6An assessor suspects hidden mold growth inside a wall cavity but sees no visible growth on the wall surface. Which technique directly samples the air inside the concealed cavity?
A.A tape-lift on the exterior of the drywall
B.A bulk sample of the carpet pad nearby
C.A swab of the baseboard at the floor line
D.A spore-trap connected to a probe inserted through a small drilled hole into the cavity
Explanation: Wall-cavity sampling uses a spore-trap cassette fitted with a probe/tube inserted through a small bored hole, drawing cavity air so the lab can compare concealed-space spore burden to the room and outdoors.
7A spore-trap pump is rated to draw 15 liters per minute and the assessor runs it for 5 minutes. What is the primary reason the exact flow rate and run time must be recorded?

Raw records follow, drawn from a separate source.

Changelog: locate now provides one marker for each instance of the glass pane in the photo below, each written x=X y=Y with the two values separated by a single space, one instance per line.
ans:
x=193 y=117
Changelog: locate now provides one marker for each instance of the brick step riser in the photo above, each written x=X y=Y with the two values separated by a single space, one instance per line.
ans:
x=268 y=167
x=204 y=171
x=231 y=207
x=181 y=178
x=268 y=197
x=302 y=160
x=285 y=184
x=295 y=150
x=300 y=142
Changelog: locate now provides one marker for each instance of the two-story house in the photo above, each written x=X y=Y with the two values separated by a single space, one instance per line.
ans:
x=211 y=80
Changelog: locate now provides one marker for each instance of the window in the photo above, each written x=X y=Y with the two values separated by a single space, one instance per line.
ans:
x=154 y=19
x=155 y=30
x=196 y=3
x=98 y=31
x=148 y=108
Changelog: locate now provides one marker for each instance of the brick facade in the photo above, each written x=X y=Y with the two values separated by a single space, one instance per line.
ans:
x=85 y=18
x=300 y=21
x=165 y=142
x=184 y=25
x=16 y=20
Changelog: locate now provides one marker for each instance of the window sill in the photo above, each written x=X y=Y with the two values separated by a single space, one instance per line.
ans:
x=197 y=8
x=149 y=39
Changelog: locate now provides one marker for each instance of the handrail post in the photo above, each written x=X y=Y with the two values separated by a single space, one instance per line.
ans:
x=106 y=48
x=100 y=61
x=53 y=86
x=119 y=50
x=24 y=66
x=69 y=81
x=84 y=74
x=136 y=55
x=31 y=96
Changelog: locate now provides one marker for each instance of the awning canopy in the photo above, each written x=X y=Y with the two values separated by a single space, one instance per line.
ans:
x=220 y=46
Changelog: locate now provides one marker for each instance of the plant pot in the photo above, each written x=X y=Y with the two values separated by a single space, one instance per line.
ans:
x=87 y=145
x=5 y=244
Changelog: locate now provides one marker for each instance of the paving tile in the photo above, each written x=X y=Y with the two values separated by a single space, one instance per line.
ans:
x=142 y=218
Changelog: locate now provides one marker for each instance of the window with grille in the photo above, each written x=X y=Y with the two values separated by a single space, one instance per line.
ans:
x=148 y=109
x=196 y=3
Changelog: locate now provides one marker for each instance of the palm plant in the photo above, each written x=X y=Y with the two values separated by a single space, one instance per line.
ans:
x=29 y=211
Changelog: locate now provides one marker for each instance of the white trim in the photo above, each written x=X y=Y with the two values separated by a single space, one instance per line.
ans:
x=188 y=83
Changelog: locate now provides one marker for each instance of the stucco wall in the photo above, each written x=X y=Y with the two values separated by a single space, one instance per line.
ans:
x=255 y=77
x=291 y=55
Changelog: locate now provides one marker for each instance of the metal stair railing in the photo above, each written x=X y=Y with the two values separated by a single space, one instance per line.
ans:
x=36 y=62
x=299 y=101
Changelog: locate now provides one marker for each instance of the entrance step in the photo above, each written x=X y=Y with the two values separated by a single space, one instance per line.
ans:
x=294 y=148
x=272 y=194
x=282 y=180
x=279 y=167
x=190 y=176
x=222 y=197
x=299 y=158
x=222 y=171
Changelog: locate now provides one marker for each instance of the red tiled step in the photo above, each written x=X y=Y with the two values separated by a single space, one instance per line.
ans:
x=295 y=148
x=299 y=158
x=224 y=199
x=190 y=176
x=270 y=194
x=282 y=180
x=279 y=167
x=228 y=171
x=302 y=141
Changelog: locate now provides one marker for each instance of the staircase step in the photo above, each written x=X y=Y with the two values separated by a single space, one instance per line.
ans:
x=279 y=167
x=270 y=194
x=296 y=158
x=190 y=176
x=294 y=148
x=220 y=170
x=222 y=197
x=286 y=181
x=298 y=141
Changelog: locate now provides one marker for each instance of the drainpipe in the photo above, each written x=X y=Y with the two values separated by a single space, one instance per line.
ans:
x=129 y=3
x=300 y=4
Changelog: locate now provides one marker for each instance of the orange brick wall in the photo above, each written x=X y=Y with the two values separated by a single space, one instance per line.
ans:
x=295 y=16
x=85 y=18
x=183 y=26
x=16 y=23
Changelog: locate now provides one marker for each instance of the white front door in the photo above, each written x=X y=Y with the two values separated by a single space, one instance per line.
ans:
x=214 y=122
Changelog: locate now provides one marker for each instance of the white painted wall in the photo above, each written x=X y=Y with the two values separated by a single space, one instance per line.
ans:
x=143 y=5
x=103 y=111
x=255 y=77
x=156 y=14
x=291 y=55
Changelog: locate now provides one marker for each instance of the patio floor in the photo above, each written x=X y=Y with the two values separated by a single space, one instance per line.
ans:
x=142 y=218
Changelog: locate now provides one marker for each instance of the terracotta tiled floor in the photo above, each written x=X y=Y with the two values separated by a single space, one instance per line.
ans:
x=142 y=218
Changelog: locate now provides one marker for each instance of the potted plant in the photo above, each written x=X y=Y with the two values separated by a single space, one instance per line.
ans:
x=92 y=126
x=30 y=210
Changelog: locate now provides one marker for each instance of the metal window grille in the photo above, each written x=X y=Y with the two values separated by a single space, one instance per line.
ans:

A.They are only required for outdoor samples, not indoor samples
B.They set the incubation temperature for the culture plates
C.They determine the total air volume sampled, which the lab needs to calculate spores per cubic meter
D.They establish the dew point at the sampling location
Explanation: Spores/m3 is derived from the spore count divided by the volume of air sampled; volume equals flow rate times run time (15 L/min x 5 min = 75 L), so accurate flow and time are essential for a valid concentration.
8Why should the sampling pump used for air cassettes be calibrated against a primary flow standard before a project?
A.To verify the actual airflow matches the rated flow so the reported spores/m3 is accurate
B.To ensure the laboratory uses the correct stain on the slide
C.Because uncalibrated pumps cannot capture Stachybotrys spores
D.To document the relative humidity at each sample point
Explanation: If the pump's true airflow deviates from its rated value, the calculated sample volume is wrong and the reported concentration (spores/m3) becomes inaccurate; calibration confirms the actual flow.
9During an assessment, an HVAC system serving the area is running. What is the recommended practice for representative air sampling under typical protocols?
A.Always shut off all mechanical systems for at least 24 hours first
B.Sample under conditions that represent normal occupancy, and document whether the HVAC was on or off
C.Only sample in the supply plenum, never in occupied rooms
D.Disconnect the return ducts before every sample
Explanation: Samples should represent the conditions occupants actually experience; the assessor records the HVAC status (on/off) and other conditions so results are interpreted in context rather than altering the environment artificially.
10Stachybotrys chartarum growth is confirmed on a wet gypsum board, yet the room air spore-trap shows very few Stachybotrys spores. What best explains this discrepancy?
A.Stachybotrys is only detectable by gravimetric weighing of the cassette
B.Stachybotrys cannot grow on gypsum board, so the surface result must be an error
C.Air sampling always overcounts Stachybotrys, so the surface result is more reliable
D.Stachybotrys spores are heavy and held in a slimy mass, so they aerosolize poorly and are often underrepresented in air samples
Explanation: Stachybotrys produces spores in a wet, sticky (slimy) mass; the relatively heavy spores do not readily become airborne, so a room air sample can show low counts even with active surface growth, which is why surface/bulk sampling is important.